= Díaz-Balart family =

Cuban-American political family

The Díaz-Balart family is a Cuban-American political family primarily composed of the descendants of Cuban politician Rafael Díaz-Balart, and including two members of the United States Congress. The family came to the United States in January 1959, having been in Paris when Fidel Castro overthrew the Cuban government the previous month. In 2003, the family was voted "Best Power Family" in the annual Miami New Times "BEST OF MIAMI" issue, which asserted that the family managed to "carve out a new U.S. Congressional district expressly for an ambitious family member", and also claimed that the father and grandfather of the U.S. politicians "were important members of the ruling oligarchy during the fearsome reign of Fulgencio Batista".

==Members==
Members of the family include:

- Rafael José Díaz-Balart (c. 1899 – 1985), Cuban politician and mayor of the town of Banes; with his wife América Gutiérrez, he had three sons and a daughter:
  - Rafael Lincoln Díaz-Balart (January 17, 1926 – May 6, 2005), Cuban politician; with his wife, Hilda Caballero Brunet, Díaz-Balart had four sons:
    - Rafael J. Díaz-Balart (born 1951), banker.
    - Lincoln Díaz-Balart (August 13, 1954 – March 3, 2025), U.S. Representative; with his wife, Cristina Fernandez, he has two sons:
      - Lincoln Díaz-Balart Jr. (1983/84 – May 19, 2013)
      - Daniel Díaz-Balart
    - José Díaz-Balart (born November 7, 1960), television news anchor; with his wife, Brenda, he has two daughters:
      - Katrina Díaz-Balart
      - Sabrina Díaz-Balart
    - Mario Díaz-Balart (born September 25, 1961), U.S. Representative; with his wife, Tia Díaz-Balart, he has one son:
      - Cristian Díaz-Balart
  - Mirta Díaz-Balart (September 30, 1928 – July 6, 2024), sister of Rafael, Waldo, and Frank, was the first wife of Cuban leader Fidel Castro; they had one son and then divorced prior to the Cuban Revolution; she then remarried, to Emilio Núñez Blanco, with whom she had two daughters:
    - With Fidel Castro:
    - Fidel Castro Díaz-Balart ("Fidelito"; September 1, 1949 – February 1, 2018), Cuban physicist; Fidel Castro's first-born son.

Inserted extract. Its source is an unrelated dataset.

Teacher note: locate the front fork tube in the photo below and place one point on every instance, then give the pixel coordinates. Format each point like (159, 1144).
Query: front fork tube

With his former wife Natasha Smirnova, he had three children:
      - Mirta María Castro-Smirnova (born 1984), lives in Spain, and teaches applied mathematics at the University of Seville;
      - Fidel Antonio Castro-Smirnov (born 1980), became a specialist in biochemistry and molecular biology.
      - José Raúl Castro-Smirnov (born 1985), studied nanotechnology at the University of Barcelona, graduated from the Higher Institute of Technologies and Applied Sciences in Havana, and University of Seville with a physicist's diploma.
    - With Emilio Núñez Blanco:
    - Mirta Núñez Díaz-Balart, a Cuban-Spanish historian.
    - América Silvia Núñez Díaz-Balart.
  - Waldo Díaz-Balart (February 10, 1931 – February 5, 2025), brother of Rafael, Frank, and Mirta, Cuban American painter.
  - Frank Rafael Díaz-Balart (1927-2017), brother of Rafael, Waldo and Mirta, Cuban American engineer.